Ao ser lembrado que a pergunta era sobre favelas, ele logo enviou uma lista de comunidades onde a CEDAE está trabalhando para fornecer água. Ao ser lembrado que a pergunta era sobre esgoto, ele disse que o esgoto em favelas era responsabilidade do município. De qual secretaria?
“É Rio Águas, acho” ele disse no último e-mail. Essa fundação realmente cuida de tratamento de esgoto na Zona Oeste, de acordo com o website. Porém, sua função principal é a prevenção de enchentes…

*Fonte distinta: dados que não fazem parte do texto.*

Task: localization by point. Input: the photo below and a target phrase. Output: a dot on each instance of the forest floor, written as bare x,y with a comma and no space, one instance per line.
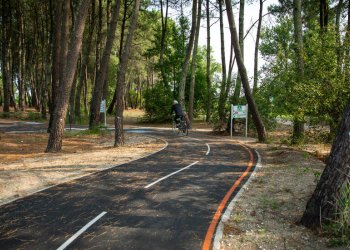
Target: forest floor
265,216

“O saneamento é importante,” diz Salles, organizador da FLUPP, no conforto de uma sala com ar condicionado, para palestrantes, quando perguntado sobre o que diria à mulher medonha na fila da Kombi.”Saúde e educação, também.” Ele suspira. “Não sei fazer saneamento. Não ter uma coisa não quer dizer que você não poder ter outras. O conhecimento pode formar pessoas mais preparadas para cobrar o saneamento.”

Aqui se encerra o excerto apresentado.